Le texte mis à l’écran ou le film mis en page : la question de l’adaptation

La manière la plus claire et même, pourrait-on dire, la plus spectaculaire de rendre compte de cette relation frontalière entre littérature et cinéma, à la fois séparation irrémédiable et zone d’influence, réside évidemment dans le travail que l’on peut mener en temps scolaire ou extra-scolaire autour de l’adaptation. Comme le programme de terminale l’y encourage, l’étude conjointe de l’œuvre source et de son adaptation est loin de rabaisser le cinéma au rang de simple illustration et fait la part belle à l’étude spécifique du langage filmique. Des initiatives plus rares mais stimulantes privilégient l’aspect pratique de l’adaptation. Cela peut consister tout d’abord à adapter un texte préexistant à l’écran : c’est ainsi qu’une expérimentation Ciclic menée au Lycée agricole du Subdray a amené une classe de terminale à « réfléchir à une mise en scène à la fois courte et efficace, qui permettrait de restituer l’esprit » du roman Debout-Payé de Gauz étudié en classe au préalable. En amont, après la lecture du roman, les lycéens ont dû réfléchir aux scènes les plus stratégiques pour supporter l’épreuve de la représentation ; en aval, il a fallu réfléchir aux moyens propres au cinéma pour rendre compte d’un récit à la première personne, formé de fragments de monologues-intérieurs.

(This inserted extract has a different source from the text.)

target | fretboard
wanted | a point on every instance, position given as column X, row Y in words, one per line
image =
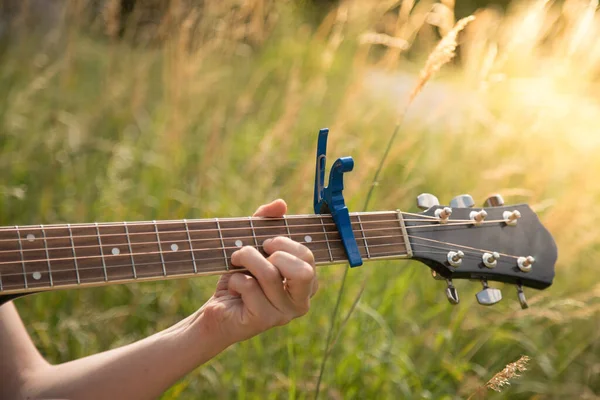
column 46, row 257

Une expérience similaire a été tentée dans le cadre du Prix Littéraire des lycéens et apprentis d’Auvergne-Rhône-Alpes : ici, le cinéma sert de motivation pour mieux rentrer dans le roman ou la bande dessinée choisis, puis un travail de groupe, mené en ateliers, débouche sur un redécoupage de l’œuvre source et sur l’adaptation d’une scène. Le passage à l’image permet de mesurer à sa juste valeur ce que l’on gagne et ce que l’on perd dans toute adaptation de l’encre à l’écran.

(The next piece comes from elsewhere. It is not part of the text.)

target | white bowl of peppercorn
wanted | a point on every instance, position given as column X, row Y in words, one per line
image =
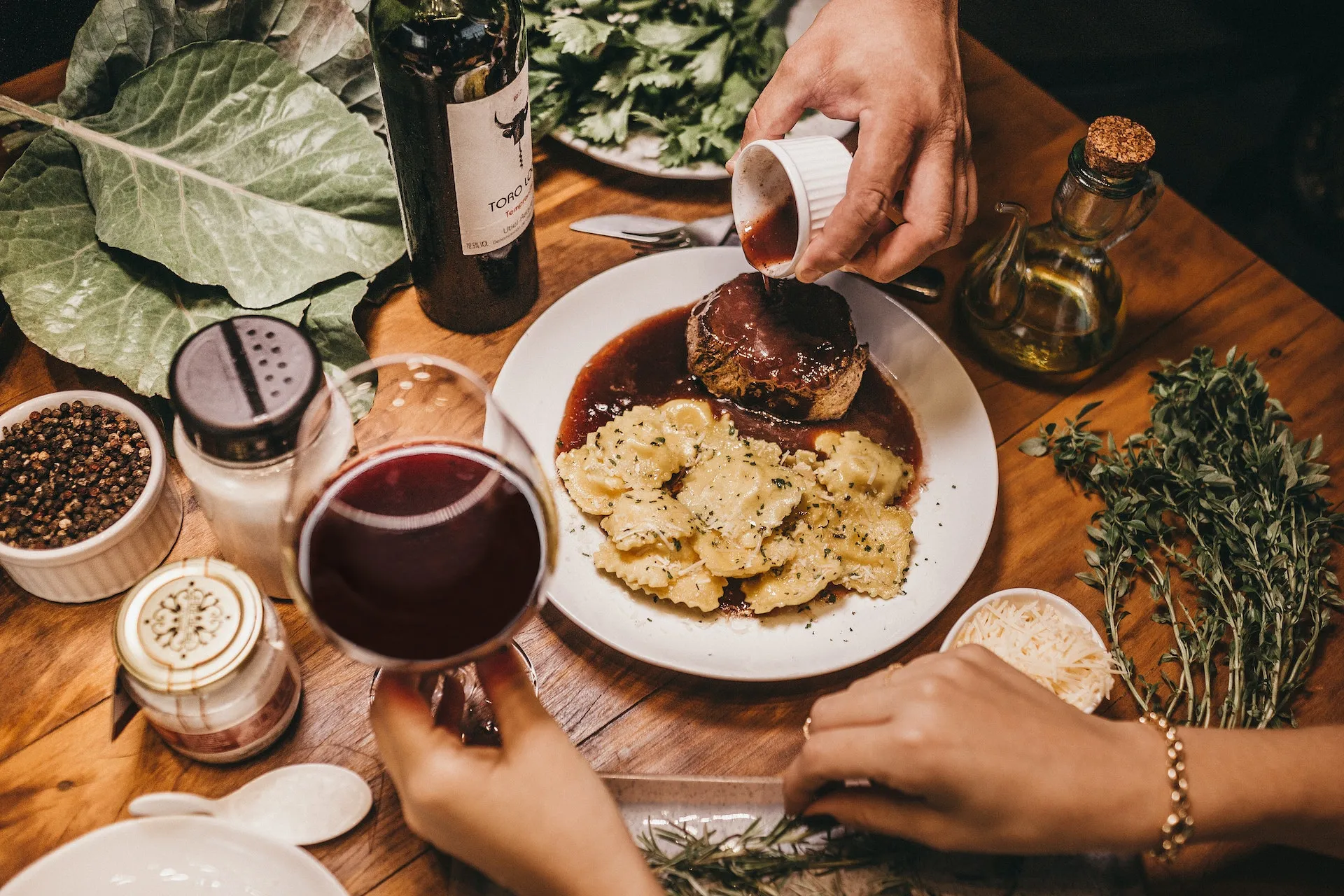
column 88, row 504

Le travail d’adaptation est également très prometteur dans l’autre sens : réécrire à partir des images, c’est à la fois chercher les mots justes pour dire ce qu’on a appris à observer, ce qui fait appel à un vocabulaire minutieux ; c’est aussi chercher la bonne manière et le bon ton : plutôt décrire ou raconter ? Exprimer ses sentiments et émotions par un discours explicite et psychologique ou par des images plus poétiques ? En région PACA, l’illustrateur Lele Sa’n a mené un atelier de « Cinégravure » avec un jeune public : suite à la projection du film La maison démontable (One Week) de Buster Keaton, les enfants ont écrit un ensemble de textes collectifs, regroupés sous forme de petits livres et dans le même temps ont réalisé des illustrations individuelles gravées sur linoléum puis imprimées. À la manière d’un processus de création en chaîne, l’image animée engendre un deuxième texte qui suscite d’autres images…

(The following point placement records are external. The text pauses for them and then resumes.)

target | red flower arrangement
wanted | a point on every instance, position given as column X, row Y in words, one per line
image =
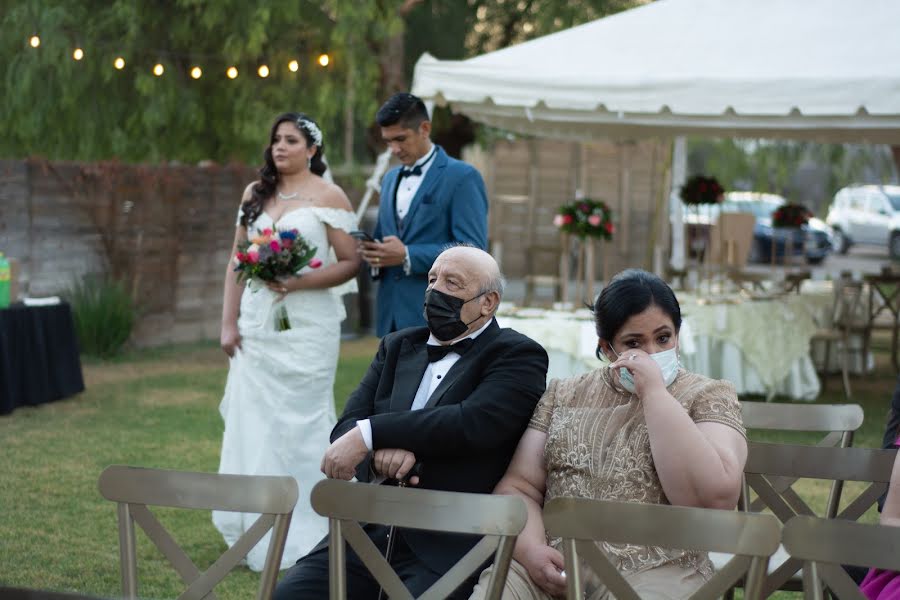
column 790, row 215
column 586, row 218
column 699, row 189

Loin d’opposer donc texte et image dans un rapport de rivalité, l’ensemble de ces démarches pédagogiques et de ces expérimentations invite à penser l’aller-retour entre livre et cinéma à la manière de ces « deux trains qui se croisent ». Elles contribuent louablement à aiguiser le regard des élèves qui seront amenés, nécessairement et continuellement, à être sollicités dans leur statut de lecteur-spectateur. Nul doute que, tout comme le texte, l’image pense ; penser et repenser les images en retour, notamment par la confrontation littéraire, est sans doute l’une des clefs pour trouver en nous la juste distance critique vis-à-vis d’elles et du pouvoir d’influence qu’elles exercent sur nos représentations collectives.

Xavier Orain, enseignant de lettres

(1) Le bulletin officiel spécial n°11 du 26 novembre 2015 est consacré aux programmes d’enseignement de l’école élémentaire et du collège.
(2) Bulletin officiel spécial n°9 du 30 septembre 2010.